• Battleground is a twice-a-week newsletter examining our nation’s electoral geography, focusing primarily on recent election results and local news sources.

  • Posts are written with a “maps-first” approach. I create my own custom maps to illustrate voting patterns for every state and district in the country.

  • New posts are released every Monday and Thursday.

What is this?

Battleground is a blog and newsletter devoted to surveying America’s electoral geography. Hit the button below and take an incisive look at our political landscape, one state at a time.

Each post leads with a map, typically displaying the results from a recent election. I’ll then dive into the political geography laid out before us, bringing in any pertinent geological, demographic, economic and/or cultural data to help bring context to voting trends. I’ll delineate both Democratic and Republican strongholds and attempt to denote the driving factors of change. I always include a link to the official results, certified by each state’s government, in the first line of each email.

All maps featured in this publication are of my own creation and design, unless otherwise specified. Ever since grade school I’ve been a geography nerd and politics has always made the most sense to me within a spatial context. I write with a “maps-first” approach, therefore, all of my pieces will include at least one map (if not several.) Human geography and how we take up space is paramount in electoral politics so if there’s a way to display a concept or trend in a map, you bet I’ll make one for ya.

Every post will end with “Leftover Links” consisting of relevant news clips that may provide more insight beyond what I can touch on in a single newsletter (email size limits ain’t no joke!). I favor local news sources over national publications whenever possible. These sources do a much better job at contextualizing national issues for local audiences. It’s also sometimes worth a meta-analysis of how local sources cover national issues as these platforms have a unique role in shaping local opinions on unfamiliar topics.

What this is NOT…

I’m don’t give attention to lies/conspiracies about election integrity. I have yet to see any glaring irregularities when dealing with each individual state’s election data. There is still no clear and compelling public evidence that widespread election fraud took place in 2020. The “Big Lie” has prevented many in the nation from seriously reckoning with the results from our most recent national election. There’s a bunch of fascinating stories in the election data that helps us understand how our nation is changing and diversifying. We silence those stories if we’re stuck debating the legitimacy of the election. The 2020 election was conducted legally and fairly. If you’re skeptical about the election results and are here to spread missives about election integrity, this isn’t the place for you.

Who writes this?

Hey there! I’m Justin Case Brown. I’m an African American voter. I have a same-sex partner and identify as part of the LGBTQ+ community. I was born and raised on the East coast (Marylander here!) and received higher education from an elite institution on the West coast (Go Stanford!). After graduating, I spent five years working for a media company that’s part of the evil, cannibalistic cabal known as the “mainstream media.”

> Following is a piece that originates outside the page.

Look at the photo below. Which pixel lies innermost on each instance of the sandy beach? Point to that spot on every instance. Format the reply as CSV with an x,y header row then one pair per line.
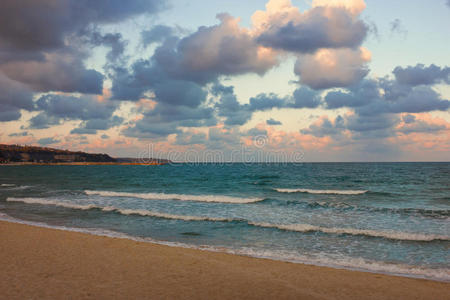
x,y
40,263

Naturally, I don’t support the party that still stands against my right to get married, actively downplays the lingering effects of slavery, and believes my alma mater is a hotbed of liberal indoctrination.

My experiences have allowed me to see a range of liberal ideologies along with how they all failed to accurately estimate the conservative backlash brought forth by Donald Trump. It underlined the importance of seeking out right-leaning perspectives to understand parts of the country I’ve never visited.

While our political environment’s obsession with identity forces me towards the left side of the spectrum, I bake this into my observations when pulling out insights from electoral data. Whether we’re calling each other snowflakes or a basket of deplorables, we’re all still voters. All of our opinions matter. I seek to dig up both the beautiful and the ugly to help us understand how our nation is changing and who exactly is driving that change.